Choreografieren – Dritter Schritt

Formationen

Die Beziehung zwischen Publikum und Interpreten verändert sich je nach Standort auf der Bühne. In Abhängigkeit vom Ort im Raum, an dem eine Komposition ausgeführt wird, erhalten die Bewegungen eine nachdrücklichere oder intimere Bedeutung.

Formationen

Grafik:  Beispiel für eine Bühne mit Publikumsrängen.
Beispiel für eine Bühne mit Publikumsrängen.

In einem Theater ist die Bühne üblicherweise auf einer einzigen Seite offen, in Richtung Publikum. Um die Kommunikation zwischen Regisseur und Interpreten zu vereinfachen, tauchten im 17. Jahrhundert in Frankreich die Begriffe «avant-scène» (Vorbühne), «milieu» (Zentrum), «lointain» (Hintergrund) sowie – um links und rechts unabhängig von der Blickrichtung des Sprechers zu unterscheiden – «jardin» (linke Bühnenseite, franz. «Gartenseite») und «cour» (rechte Bühnenseite, franz. «Hofseite») auf. Im deutschen Sprachraum werden linke und rechte Bühnenseite gelegentlich nach konkreten städtebaulichen Elementen benannt, um sie auseinander zu halten.

Die Linie im Zentrum ist am stärksten, aber die Botschaft ändert sich abhängig davon, ob eine Bewegung im Vordergrund, im Zentrum oder im Hintergrund ausgeführt wird. Im Vordergrund ergibt sich ein intimer Kontakt zum Publikum, das Zentrum verweist auf ein Gefühl von Macht, und im Hintergrund bekommt der Interpret eine symbolische oder mysteriöse Dimension.

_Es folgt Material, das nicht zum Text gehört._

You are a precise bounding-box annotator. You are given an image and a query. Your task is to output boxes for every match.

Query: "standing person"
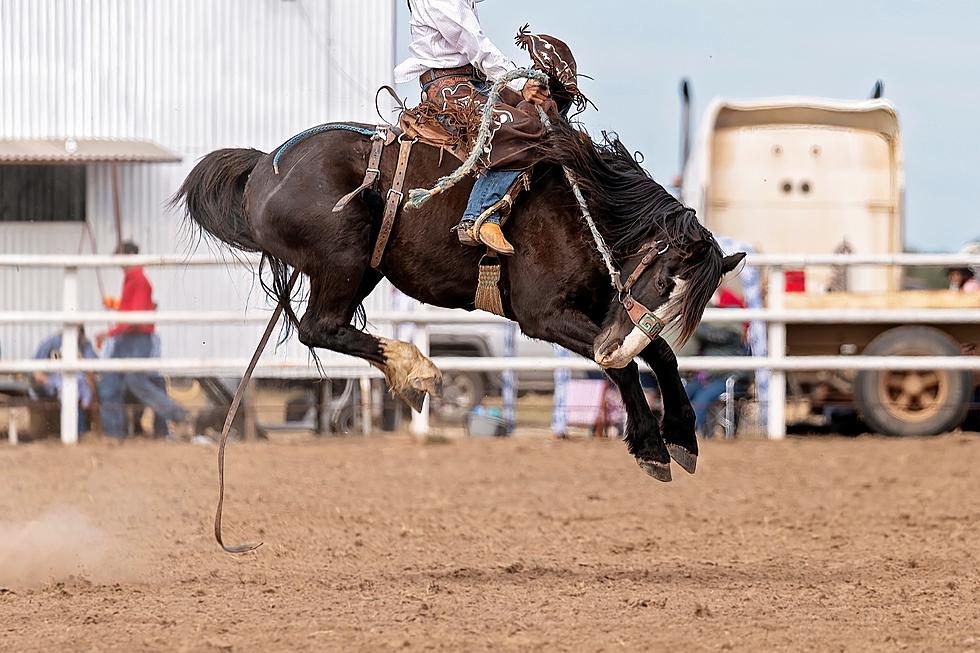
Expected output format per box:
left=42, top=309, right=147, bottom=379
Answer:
left=96, top=241, right=190, bottom=440
left=683, top=288, right=749, bottom=437
left=396, top=0, right=553, bottom=255
left=31, top=327, right=100, bottom=434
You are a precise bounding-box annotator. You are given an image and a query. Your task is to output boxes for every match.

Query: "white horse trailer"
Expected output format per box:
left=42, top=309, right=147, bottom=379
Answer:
left=682, top=97, right=978, bottom=435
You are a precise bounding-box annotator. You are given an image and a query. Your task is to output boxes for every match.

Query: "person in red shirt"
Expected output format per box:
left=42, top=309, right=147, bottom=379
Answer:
left=99, top=259, right=156, bottom=340
left=97, top=241, right=190, bottom=440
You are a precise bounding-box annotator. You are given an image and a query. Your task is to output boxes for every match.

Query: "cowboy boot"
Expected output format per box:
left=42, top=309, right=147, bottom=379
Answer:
left=478, top=222, right=515, bottom=256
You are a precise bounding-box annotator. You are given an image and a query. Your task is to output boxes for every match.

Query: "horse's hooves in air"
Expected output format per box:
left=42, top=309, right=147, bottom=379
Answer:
left=635, top=457, right=672, bottom=483
left=666, top=444, right=697, bottom=475
left=411, top=373, right=443, bottom=400
left=398, top=387, right=427, bottom=413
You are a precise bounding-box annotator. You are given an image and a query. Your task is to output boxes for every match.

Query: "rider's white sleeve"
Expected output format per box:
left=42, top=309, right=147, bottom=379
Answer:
left=418, top=0, right=526, bottom=93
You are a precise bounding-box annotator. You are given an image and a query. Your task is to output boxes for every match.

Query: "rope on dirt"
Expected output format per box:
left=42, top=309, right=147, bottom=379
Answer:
left=214, top=269, right=301, bottom=554
left=406, top=67, right=549, bottom=209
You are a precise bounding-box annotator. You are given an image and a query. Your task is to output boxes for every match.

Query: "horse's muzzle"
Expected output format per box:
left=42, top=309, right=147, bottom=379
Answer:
left=594, top=325, right=651, bottom=369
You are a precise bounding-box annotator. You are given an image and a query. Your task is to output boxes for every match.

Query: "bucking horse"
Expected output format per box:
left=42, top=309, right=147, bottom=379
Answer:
left=174, top=61, right=744, bottom=551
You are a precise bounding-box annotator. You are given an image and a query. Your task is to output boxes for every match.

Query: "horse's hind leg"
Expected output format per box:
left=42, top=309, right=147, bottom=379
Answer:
left=641, top=337, right=698, bottom=474
left=298, top=270, right=442, bottom=413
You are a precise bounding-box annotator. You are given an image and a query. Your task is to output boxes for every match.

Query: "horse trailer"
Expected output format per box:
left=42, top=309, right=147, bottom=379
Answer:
left=682, top=95, right=978, bottom=435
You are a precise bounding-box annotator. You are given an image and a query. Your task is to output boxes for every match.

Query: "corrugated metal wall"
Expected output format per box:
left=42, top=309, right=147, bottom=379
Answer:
left=0, top=0, right=398, bottom=365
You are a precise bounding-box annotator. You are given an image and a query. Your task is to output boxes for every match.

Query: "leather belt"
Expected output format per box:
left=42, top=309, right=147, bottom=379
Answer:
left=371, top=136, right=415, bottom=268
left=419, top=64, right=483, bottom=85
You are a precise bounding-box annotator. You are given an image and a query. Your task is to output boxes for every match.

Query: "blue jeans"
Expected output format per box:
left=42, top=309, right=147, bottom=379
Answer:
left=462, top=169, right=521, bottom=225
left=685, top=375, right=730, bottom=435
left=99, top=333, right=187, bottom=438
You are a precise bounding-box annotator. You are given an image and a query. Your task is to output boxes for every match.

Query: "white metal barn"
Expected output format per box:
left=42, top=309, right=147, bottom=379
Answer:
left=0, top=0, right=396, bottom=363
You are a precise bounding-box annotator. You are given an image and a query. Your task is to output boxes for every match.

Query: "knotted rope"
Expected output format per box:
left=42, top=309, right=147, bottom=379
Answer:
left=406, top=66, right=621, bottom=292
left=406, top=67, right=549, bottom=209
left=533, top=106, right=621, bottom=291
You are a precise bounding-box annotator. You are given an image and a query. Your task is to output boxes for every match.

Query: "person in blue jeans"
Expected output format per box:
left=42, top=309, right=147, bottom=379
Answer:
left=98, top=332, right=189, bottom=439
left=684, top=288, right=748, bottom=437
left=96, top=242, right=189, bottom=439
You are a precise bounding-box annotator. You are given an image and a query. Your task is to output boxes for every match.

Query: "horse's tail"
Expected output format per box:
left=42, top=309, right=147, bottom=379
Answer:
left=172, top=148, right=265, bottom=252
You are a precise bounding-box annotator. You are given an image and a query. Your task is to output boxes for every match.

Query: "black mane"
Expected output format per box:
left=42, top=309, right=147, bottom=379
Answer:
left=539, top=121, right=714, bottom=258
left=538, top=121, right=724, bottom=345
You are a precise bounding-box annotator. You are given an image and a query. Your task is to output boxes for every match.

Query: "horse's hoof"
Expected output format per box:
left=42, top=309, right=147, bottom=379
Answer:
left=636, top=457, right=672, bottom=483
left=411, top=374, right=443, bottom=399
left=667, top=444, right=697, bottom=475
left=398, top=387, right=426, bottom=413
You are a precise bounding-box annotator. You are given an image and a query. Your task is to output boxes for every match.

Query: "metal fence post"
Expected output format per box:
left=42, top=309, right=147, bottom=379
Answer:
left=410, top=324, right=430, bottom=436
left=60, top=266, right=80, bottom=444
left=766, top=267, right=787, bottom=439
left=359, top=376, right=373, bottom=435
left=502, top=324, right=517, bottom=433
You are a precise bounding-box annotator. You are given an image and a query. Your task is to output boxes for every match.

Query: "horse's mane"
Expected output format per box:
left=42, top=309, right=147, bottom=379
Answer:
left=538, top=121, right=723, bottom=344
left=538, top=121, right=710, bottom=256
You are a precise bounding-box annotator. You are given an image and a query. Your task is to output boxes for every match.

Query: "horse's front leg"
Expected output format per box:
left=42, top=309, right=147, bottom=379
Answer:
left=641, top=337, right=698, bottom=474
left=520, top=310, right=672, bottom=482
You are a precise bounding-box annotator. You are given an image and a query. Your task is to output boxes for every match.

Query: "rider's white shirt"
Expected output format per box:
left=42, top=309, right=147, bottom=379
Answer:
left=395, top=0, right=523, bottom=92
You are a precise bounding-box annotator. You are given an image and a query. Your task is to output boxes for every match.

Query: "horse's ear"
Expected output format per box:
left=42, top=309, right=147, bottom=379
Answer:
left=721, top=252, right=747, bottom=274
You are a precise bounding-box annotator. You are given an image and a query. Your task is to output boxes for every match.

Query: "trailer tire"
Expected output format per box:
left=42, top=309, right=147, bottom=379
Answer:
left=430, top=371, right=487, bottom=423
left=854, top=326, right=970, bottom=436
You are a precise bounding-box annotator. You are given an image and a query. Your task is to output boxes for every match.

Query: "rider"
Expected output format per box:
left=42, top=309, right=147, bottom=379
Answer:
left=395, top=0, right=553, bottom=256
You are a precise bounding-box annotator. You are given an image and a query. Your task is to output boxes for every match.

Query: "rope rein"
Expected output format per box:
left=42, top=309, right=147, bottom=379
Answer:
left=405, top=67, right=621, bottom=291
left=533, top=106, right=621, bottom=291
left=406, top=67, right=549, bottom=209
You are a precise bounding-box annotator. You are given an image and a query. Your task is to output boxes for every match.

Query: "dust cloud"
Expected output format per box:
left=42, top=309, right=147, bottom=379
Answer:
left=0, top=509, right=126, bottom=589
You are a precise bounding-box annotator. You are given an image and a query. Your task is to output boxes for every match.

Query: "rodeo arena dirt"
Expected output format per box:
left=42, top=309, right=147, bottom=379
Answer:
left=2, top=434, right=980, bottom=651
left=4, top=2, right=980, bottom=652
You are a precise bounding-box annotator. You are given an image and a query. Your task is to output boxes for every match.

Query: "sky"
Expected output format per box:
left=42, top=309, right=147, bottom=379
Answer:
left=394, top=0, right=980, bottom=252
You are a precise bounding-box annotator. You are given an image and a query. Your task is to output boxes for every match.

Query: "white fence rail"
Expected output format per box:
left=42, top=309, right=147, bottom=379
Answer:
left=2, top=253, right=979, bottom=444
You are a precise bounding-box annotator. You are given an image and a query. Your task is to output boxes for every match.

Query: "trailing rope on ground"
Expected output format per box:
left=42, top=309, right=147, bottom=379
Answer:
left=214, top=270, right=300, bottom=553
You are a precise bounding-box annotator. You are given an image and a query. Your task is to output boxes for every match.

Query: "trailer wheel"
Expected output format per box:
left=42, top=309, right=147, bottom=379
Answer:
left=854, top=326, right=970, bottom=436
left=430, top=371, right=486, bottom=423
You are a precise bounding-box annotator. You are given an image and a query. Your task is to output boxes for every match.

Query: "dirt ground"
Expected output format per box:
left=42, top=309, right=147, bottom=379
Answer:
left=1, top=433, right=979, bottom=652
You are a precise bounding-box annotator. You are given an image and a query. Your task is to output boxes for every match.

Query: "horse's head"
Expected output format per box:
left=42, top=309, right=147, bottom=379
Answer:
left=594, top=236, right=745, bottom=369
left=537, top=122, right=746, bottom=367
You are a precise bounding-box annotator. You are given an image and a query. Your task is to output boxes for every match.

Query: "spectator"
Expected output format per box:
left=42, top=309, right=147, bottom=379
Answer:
left=683, top=287, right=749, bottom=437
left=947, top=266, right=980, bottom=292
left=96, top=241, right=191, bottom=440
left=31, top=327, right=99, bottom=433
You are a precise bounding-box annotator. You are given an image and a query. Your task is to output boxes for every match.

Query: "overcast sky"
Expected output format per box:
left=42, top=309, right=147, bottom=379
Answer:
left=394, top=0, right=980, bottom=252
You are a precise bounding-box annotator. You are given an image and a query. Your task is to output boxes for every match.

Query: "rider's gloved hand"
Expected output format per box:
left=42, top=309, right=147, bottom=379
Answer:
left=521, top=80, right=551, bottom=106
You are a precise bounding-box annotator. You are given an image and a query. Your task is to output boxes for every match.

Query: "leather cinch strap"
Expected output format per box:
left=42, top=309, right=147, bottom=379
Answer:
left=332, top=126, right=391, bottom=213
left=371, top=137, right=415, bottom=268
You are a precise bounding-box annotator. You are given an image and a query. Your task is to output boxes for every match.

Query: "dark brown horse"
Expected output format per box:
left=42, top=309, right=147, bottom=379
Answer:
left=174, top=119, right=743, bottom=482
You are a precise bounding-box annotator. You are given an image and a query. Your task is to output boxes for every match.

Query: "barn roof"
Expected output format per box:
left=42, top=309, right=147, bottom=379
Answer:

Disposition der Interpreten

Verschiedene Formationen von oben und frontal.
Verschiedene Formationen von oben und frontal.

Im Wissen um diese Zusammenhänge kann die Lehrperson die Teilnehmenden auf der Bühne in der Diagonale, auf einem Glied, in einer Kolonne, zu zweit usw. platzieren, sie auf den gesamten Raum verteilen oder mehrere Formationen kombinieren (Linie und Kreis). Immer berücksichtigen muss sie dabei den Standort des Publikums. So ist zum Beispiel eine Herzform nur dann sichtbar, wenn das Publikum höher sitzt als die Bühne.

Die Lehrperson muss sich auch der symbolischen Wirkung bewusst sein, die von der Platzierung der Interpreten auf der Bühne ausgeht. Hierzu einige Beispiele für eine traditionelle, auf eine einzige Seite hin offene Bühne.

  • Der Kreis symbolisiert gemeinschaftlichen Einklang (alle Tänzer sind gleich), Verzauberung, Feste in der Gruppe und die endlose Bahn.
  • Die Diagonale symbolisiert die Zukunft; sie ist die längste mögliche Gerade.
  • Die Senkrechte ermöglicht einen direkten, offenen Kontakt zum Publikum.
  • Die Parallele vermeidet im Gegensatz zur Senkrechten den Publikumskontakt. Der Interpret steht beinahe ausserhalb der Aktion.
  • Ein Zickzack vermittelt Unsicherheit, Spiel und Angst.
  • Zwei Gruppen, die einander gegenüberstehen, symbolisieren Kampf, wenn die Bewegungen jeweils auf die andern gerichtet sind, resp. Harmonie, wenn sie spiegelbildlich ausgeführt werden.